Opioid use can have detrimental effects on brain development, as opioid consumption can lead to neuro-apoptosis. Multiple researchers have reported development and behavioral problems in infants with prenatal drug exposure.3336 Neurodevelopmental outcomes in NAS patients are difficult to predict and depend on the complex interaction of prenatal and early postnatal experiences. Many academic institutions have pediatric developmental clinics that specialize in this population and can provide close multidisciplinary long-term follow-up. Services and consultations related to prenatal substance exposure and child development are available in Oklahoma through A Better Chance program at The University of Oklahoma Health Sciences Center in Oklahoma City (https://www.oumedicine.com/department-of-pediatrics/department-sections/devbehav/child-study-center/programs-and-clinical-services/a-better-chance). Referrals can be made by calling (405) 271–5700.

Key Points.

  • The rate of opioid-exposed neonates is rising, in part, due to the overprescription of opioids in women.

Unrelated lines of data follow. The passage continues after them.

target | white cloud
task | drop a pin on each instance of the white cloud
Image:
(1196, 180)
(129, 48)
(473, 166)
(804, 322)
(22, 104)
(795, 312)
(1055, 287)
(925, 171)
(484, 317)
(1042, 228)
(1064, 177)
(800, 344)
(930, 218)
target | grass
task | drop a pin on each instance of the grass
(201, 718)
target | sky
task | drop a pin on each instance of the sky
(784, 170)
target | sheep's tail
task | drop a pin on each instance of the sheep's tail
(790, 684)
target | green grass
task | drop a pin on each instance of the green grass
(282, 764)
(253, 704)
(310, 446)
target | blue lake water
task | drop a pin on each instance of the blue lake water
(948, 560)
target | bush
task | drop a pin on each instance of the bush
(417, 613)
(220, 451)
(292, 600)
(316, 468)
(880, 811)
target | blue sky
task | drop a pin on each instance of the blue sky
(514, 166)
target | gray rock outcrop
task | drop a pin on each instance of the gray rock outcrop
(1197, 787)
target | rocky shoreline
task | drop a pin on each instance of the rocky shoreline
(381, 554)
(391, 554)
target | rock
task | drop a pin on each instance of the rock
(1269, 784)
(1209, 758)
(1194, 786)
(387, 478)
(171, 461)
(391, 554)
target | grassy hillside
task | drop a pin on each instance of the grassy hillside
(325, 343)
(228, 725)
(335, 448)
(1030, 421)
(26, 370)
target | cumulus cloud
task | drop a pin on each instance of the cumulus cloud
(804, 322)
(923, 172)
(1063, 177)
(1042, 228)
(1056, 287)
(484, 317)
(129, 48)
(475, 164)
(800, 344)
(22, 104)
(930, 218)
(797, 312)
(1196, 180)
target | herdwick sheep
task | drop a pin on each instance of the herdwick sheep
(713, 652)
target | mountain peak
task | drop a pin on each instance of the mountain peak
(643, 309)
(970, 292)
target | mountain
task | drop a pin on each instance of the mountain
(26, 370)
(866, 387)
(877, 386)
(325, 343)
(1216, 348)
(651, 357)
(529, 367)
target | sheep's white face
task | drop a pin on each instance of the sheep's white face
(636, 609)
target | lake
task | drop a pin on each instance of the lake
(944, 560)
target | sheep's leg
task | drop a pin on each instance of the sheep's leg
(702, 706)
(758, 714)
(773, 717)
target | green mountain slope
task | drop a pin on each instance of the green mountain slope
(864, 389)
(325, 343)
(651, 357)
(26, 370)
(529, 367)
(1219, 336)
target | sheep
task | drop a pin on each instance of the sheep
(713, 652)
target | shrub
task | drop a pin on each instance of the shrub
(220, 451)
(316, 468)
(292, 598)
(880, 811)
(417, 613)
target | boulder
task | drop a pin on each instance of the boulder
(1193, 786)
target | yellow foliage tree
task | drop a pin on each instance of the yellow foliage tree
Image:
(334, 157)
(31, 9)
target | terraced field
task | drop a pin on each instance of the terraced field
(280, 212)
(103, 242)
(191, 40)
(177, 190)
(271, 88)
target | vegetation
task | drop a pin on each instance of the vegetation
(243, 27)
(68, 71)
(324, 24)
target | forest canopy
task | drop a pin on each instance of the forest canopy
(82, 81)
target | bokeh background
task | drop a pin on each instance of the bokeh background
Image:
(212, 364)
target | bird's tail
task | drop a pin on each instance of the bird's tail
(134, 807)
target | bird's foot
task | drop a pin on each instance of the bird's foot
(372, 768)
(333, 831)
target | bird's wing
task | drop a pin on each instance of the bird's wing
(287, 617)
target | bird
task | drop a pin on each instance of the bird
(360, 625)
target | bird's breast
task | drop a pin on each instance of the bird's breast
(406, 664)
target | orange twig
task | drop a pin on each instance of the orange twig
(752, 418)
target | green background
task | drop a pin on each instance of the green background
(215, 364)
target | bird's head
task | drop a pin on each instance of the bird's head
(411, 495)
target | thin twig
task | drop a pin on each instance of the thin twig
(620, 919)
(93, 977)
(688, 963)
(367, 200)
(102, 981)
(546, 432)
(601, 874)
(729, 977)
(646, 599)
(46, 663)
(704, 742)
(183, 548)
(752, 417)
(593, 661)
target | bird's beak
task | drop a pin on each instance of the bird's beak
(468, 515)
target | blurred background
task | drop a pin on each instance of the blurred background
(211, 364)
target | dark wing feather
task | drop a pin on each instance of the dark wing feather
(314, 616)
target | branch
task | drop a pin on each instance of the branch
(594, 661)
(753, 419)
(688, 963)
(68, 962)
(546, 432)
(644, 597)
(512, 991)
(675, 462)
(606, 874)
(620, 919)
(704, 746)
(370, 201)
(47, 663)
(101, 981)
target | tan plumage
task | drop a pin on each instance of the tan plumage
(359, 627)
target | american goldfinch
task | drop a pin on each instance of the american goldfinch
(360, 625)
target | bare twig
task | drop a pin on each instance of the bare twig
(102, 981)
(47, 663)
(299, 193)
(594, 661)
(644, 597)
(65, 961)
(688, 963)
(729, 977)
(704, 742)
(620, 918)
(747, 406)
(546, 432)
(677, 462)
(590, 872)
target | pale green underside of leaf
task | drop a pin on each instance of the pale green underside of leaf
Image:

  • The diagnosis of an opioid-exposed neonate can usually be made in the first two weeks of life, based on maternal history and screening, infant symptomatology, and toxicology testing.

  • Oklahoma now has a mandatory reporting statute for all medical professionals who interact with mothers and infants exposed to controlled substances.

  • Pediatric providers should include neonatal abstinence syndrome in their differential for sepsis in the first two weeks of life and should be aware that cord testing may be available at the infant’s birth hospital for up to two weeks after birth.

  • The majority of opioid-exposed infants can be treated with non-pharmacologic measures by training the caregivers to respond to the infant’s cues.

  • For those infants who require pharmacological treatment, adopting a treatment protocol results in shorter treatment duration and hospitalization.

  • New ICD-10 codes will be available in October 2018 which include P04.14 (newborn exposure to maternal opiates) and P96.1 (newborn withdrawal symptoms

  • Provider documentation is important for data collection and quality improvement projects in addition to communication between providers and the provision of optimal longitudinal care.

  • Long-term neurodevelopmental follow-up is important to optimize outcomes for infants who have been prenatally exposed to opioids.

Acknowledgements

The authors wish to acknowledge the contributions of Kathy Kyler, MS, MA, who provided editorial assistance and Jamie Miller, PharmD, who assisted with the development of the Neonatal Abstinence Syndrome pharmacological management protocol (Figure 3) and provided editorial assistance.

Research reported in this publication was supported by the National Institutes of Health under Award Numbers UG1OD024950 and U54GM104938. The content is solely the responsibility of the authors and does not necessarily represent the official views of the National Institutes of Health.

Drs. Ernst and Makkar are serving as co-principal investigators for an NIH-funded study for the management of neonatal abstinence syndrome through the IDeA States Pediatric Clinical Trials Network.

Footnotes

Conflicts of Interest and Disclosures

The authors declare no pertinent conflict of interest and did not receive funding for this project.

Dr Ernst serves on a volunteer basis on the Oklahoma Perinatal Quality Improvement Collaborative for neonatal abstinence syndrome. She has been an invited speaker on neonatal abstinence syndrome, including for the Oklahoma Children’s Court Improvement Program. She is a funded site investigator for Fresenius Kabi and Nutrinia for neonatal nutrition clinical trials. She also serves on the Omegaven Advisory Board for Fresenius Kabi and the Neonatal Nutrition Advisory Board for Baxter as a paid consultant.